05
feb

La crisis del coronavirus ha puesto de relieve ciertos problemas que han hecho que el Instituto de Estudios Económicos, el Instituto Juan de Mariana, la Fundación Civismo, el Instituto Ostrom y la Fundación para el Avance de la Libertad organicen una jornada sobre regulación inteligente para reflexionar acerca de la importancia de la adaptabilidad y la flexibilidad como motor de la recuperación económica.

Todos estos trabajos se han recogido de forma íntegra en un número monográfico de la revista del IEE titulado “Informe sobre Regulación inteligente 2021. Adaptabilidad y flexibilidad para la recuperación económica”, que se presentaron en el marco de la jornada.

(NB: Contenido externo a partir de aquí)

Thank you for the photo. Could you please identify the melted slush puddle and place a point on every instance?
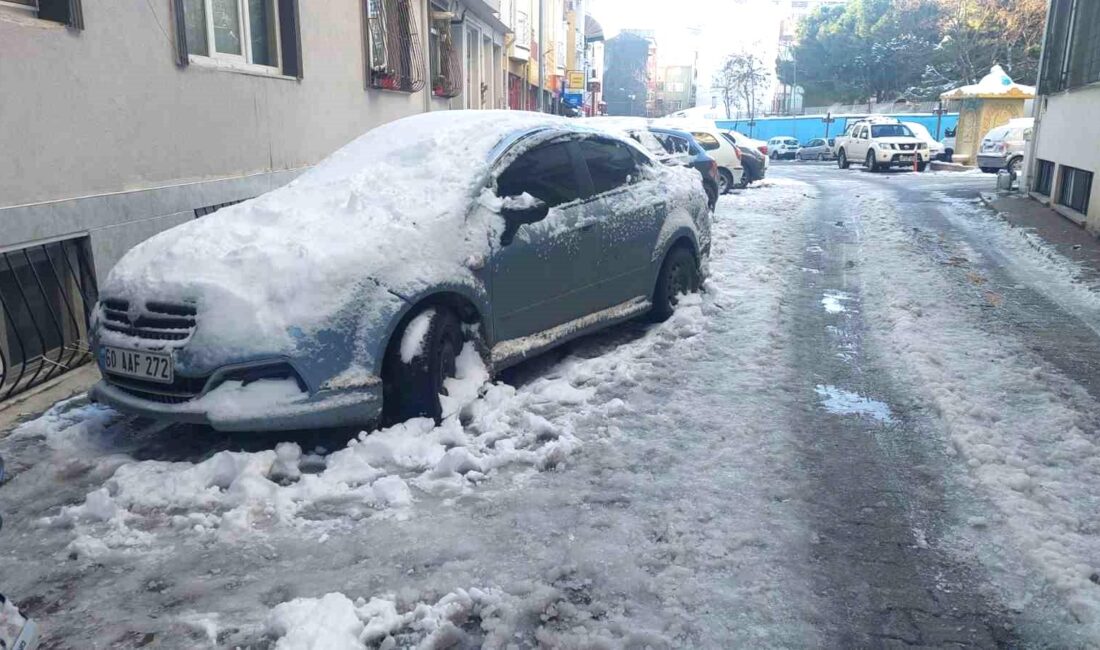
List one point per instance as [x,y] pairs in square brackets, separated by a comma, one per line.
[845,403]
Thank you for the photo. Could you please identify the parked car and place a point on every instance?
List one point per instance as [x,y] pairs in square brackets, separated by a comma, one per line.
[1003,146]
[880,143]
[754,162]
[671,146]
[362,287]
[782,147]
[935,149]
[746,142]
[724,153]
[817,149]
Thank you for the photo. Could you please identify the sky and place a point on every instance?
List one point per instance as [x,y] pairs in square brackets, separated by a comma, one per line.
[711,28]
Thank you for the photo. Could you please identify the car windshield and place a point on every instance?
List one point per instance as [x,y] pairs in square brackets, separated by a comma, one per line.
[890,131]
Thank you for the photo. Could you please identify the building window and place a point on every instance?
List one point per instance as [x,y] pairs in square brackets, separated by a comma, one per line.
[67,12]
[1076,187]
[1044,177]
[46,296]
[395,58]
[262,33]
[446,61]
[244,31]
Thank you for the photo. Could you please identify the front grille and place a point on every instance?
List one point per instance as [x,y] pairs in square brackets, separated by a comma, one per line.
[182,389]
[154,321]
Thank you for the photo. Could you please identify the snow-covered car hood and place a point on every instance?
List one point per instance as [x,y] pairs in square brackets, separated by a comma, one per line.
[387,210]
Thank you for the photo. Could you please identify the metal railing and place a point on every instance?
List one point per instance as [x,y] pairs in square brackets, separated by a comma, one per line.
[46,296]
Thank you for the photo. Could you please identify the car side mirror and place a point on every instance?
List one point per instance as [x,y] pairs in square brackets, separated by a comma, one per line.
[519,211]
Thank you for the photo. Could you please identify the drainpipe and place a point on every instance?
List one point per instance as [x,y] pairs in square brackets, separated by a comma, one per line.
[542,63]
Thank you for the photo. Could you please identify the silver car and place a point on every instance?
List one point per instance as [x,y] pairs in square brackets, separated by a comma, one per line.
[815,150]
[360,289]
[1003,146]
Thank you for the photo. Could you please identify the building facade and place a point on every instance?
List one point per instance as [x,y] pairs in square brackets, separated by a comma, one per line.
[1066,143]
[119,120]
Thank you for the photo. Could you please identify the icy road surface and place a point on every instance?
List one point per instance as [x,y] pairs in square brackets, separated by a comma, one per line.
[877,428]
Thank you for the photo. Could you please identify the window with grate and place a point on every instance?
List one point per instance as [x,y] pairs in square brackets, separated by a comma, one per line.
[211,209]
[46,297]
[1044,177]
[446,61]
[395,58]
[1076,187]
[67,12]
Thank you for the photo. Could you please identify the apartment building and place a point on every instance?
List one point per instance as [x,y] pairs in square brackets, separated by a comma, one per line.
[1066,143]
[119,120]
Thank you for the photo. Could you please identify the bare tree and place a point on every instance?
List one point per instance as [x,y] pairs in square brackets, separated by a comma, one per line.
[740,80]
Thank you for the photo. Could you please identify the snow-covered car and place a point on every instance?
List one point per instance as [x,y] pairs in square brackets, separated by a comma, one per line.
[817,149]
[782,147]
[710,138]
[422,249]
[880,143]
[935,147]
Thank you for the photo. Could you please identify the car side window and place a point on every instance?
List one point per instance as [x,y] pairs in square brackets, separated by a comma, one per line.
[611,164]
[706,141]
[546,173]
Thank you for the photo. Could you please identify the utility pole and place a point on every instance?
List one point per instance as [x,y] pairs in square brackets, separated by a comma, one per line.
[542,54]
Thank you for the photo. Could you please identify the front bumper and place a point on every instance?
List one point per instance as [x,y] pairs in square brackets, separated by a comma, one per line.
[254,407]
[991,162]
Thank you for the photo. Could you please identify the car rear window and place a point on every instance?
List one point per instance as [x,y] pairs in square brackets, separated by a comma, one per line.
[891,131]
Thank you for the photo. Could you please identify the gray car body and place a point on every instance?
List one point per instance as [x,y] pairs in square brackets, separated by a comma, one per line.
[545,288]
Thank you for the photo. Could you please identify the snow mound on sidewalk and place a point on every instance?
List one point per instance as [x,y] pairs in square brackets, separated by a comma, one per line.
[541,615]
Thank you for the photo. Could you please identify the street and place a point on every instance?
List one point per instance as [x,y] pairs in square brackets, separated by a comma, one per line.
[876,427]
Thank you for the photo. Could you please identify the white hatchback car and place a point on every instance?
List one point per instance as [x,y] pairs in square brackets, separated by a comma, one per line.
[724,153]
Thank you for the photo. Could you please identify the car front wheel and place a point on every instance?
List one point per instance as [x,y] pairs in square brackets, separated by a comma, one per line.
[679,276]
[872,163]
[420,362]
[725,180]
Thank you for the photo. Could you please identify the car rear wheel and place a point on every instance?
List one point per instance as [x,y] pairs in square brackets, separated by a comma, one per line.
[679,276]
[871,163]
[421,360]
[725,180]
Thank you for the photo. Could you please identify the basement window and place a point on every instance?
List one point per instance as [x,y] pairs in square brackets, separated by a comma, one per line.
[67,12]
[1076,187]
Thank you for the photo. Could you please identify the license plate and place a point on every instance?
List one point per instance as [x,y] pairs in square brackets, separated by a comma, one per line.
[152,366]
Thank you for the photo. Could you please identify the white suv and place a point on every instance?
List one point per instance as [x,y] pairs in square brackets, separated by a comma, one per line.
[881,143]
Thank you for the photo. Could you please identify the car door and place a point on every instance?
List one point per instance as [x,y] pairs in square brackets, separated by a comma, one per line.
[631,208]
[545,271]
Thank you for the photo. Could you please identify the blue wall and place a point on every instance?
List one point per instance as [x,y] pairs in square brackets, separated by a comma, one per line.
[809,127]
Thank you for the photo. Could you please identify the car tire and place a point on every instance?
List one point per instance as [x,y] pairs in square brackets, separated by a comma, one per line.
[411,388]
[725,180]
[679,275]
[871,163]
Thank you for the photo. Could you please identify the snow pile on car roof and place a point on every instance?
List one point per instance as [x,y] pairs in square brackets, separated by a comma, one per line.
[389,206]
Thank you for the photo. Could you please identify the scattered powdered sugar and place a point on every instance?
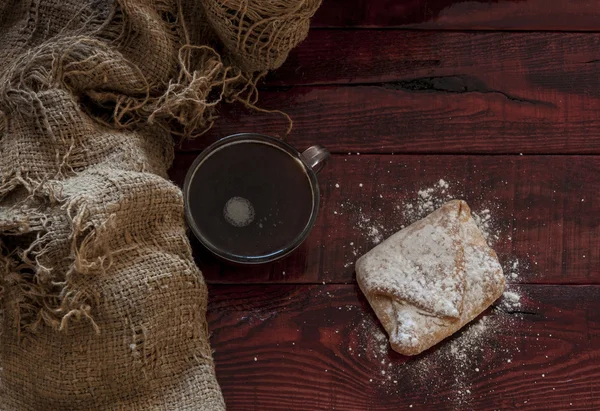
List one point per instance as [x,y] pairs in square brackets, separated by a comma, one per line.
[448,368]
[510,300]
[428,200]
[483,219]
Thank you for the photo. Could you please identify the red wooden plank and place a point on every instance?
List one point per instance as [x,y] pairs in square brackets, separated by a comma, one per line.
[321,348]
[431,115]
[521,64]
[461,14]
[544,211]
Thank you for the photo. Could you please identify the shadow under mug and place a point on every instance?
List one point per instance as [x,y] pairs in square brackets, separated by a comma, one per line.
[251,198]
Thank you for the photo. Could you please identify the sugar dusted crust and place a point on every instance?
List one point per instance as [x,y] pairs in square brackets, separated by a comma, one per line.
[430,279]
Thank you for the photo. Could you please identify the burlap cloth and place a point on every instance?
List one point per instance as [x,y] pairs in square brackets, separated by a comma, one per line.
[101,305]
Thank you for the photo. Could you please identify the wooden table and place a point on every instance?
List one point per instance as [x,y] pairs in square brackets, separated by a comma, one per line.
[501,100]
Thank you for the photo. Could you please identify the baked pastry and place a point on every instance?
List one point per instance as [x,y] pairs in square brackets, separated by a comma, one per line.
[428,280]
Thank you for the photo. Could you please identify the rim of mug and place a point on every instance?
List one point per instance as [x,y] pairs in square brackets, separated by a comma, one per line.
[256,137]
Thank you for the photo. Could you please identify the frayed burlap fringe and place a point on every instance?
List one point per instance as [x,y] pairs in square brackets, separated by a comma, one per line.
[101,305]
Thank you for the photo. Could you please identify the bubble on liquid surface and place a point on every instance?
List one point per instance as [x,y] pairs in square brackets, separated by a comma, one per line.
[238,212]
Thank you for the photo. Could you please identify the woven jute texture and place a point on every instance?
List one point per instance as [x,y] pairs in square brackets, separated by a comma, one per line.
[101,304]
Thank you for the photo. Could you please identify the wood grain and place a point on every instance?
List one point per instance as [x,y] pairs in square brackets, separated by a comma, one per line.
[544,211]
[461,14]
[290,347]
[375,119]
[527,65]
[433,92]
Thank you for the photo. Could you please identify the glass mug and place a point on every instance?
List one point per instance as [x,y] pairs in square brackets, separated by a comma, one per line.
[251,198]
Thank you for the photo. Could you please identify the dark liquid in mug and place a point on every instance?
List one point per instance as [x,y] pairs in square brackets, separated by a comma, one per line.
[250,199]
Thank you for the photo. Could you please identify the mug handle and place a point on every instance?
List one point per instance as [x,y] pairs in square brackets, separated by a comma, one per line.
[315,157]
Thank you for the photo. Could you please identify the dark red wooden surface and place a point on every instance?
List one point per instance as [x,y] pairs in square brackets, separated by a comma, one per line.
[461,14]
[511,121]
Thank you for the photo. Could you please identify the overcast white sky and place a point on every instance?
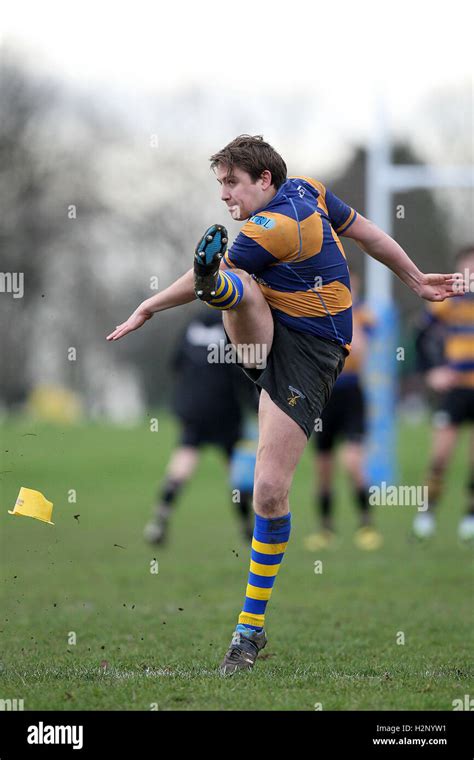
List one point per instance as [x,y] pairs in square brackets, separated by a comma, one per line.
[334,57]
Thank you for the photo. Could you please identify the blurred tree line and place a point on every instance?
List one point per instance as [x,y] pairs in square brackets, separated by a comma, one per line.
[94,216]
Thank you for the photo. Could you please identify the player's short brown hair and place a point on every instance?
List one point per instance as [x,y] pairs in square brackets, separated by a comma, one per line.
[252,154]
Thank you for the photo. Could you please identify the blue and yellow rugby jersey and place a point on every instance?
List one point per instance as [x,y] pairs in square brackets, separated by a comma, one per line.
[292,249]
[457,317]
[363,319]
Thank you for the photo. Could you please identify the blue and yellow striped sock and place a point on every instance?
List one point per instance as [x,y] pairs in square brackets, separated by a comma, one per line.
[270,537]
[229,291]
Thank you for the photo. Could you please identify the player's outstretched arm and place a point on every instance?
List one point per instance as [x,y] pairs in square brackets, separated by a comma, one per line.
[379,245]
[180,292]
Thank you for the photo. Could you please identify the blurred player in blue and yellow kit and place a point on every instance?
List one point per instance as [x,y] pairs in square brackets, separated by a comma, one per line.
[344,419]
[449,327]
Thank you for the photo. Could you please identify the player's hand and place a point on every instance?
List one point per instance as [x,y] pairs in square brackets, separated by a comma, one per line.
[441,379]
[136,320]
[437,287]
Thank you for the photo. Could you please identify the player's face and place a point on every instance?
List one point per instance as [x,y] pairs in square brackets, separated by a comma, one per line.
[240,193]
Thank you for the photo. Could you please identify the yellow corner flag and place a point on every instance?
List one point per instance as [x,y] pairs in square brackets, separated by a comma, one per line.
[33,504]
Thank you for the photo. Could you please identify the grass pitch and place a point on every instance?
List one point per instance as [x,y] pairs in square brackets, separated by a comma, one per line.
[147,640]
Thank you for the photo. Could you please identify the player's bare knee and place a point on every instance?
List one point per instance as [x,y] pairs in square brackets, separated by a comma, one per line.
[270,496]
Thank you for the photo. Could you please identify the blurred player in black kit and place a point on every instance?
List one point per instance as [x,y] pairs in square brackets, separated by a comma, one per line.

En particular, los cambios regulatorios están siendo muy relevantes en el contexto actual en el mercado de la vivienda, especialmente, la destinada al alquiler. El debate público en España ha girado en torno a la posibilidad de intervenir directamente el mercado y limitar los precios de los alquileres. Francisco Cabrillo, desde la Fundación Civismo, señaló que la eficacia del control de alquileres debe juzgarse sobre la base de su capacidad para satisfacer dos objetivos: reducir el precio de los alquileres y facilitar el acceso a la vivienda. En algunos casos, el control de alquileres puede reducir el precio de los alquileres de las familias arrendadas, aunque lo hace a costa de los inquilinos de áreas o viviendas no reguladas, de los potenciales inquilinos que no están arrendados aún y de los inquilinos futuros. Respecto al acceso a la vivienda, es claro que esta política agudiza el problema, al terminar reduciendo la oferta y provocando subidas de los alquileres en el sector no regulado. La alternativa es presentar un marco regulatorio que mejore la seguridad jurídica de los propietarios de la vivienda que se dispone en alquiler y se promueva el desarrollo de empresas especializadas en el alquiler de viviendas.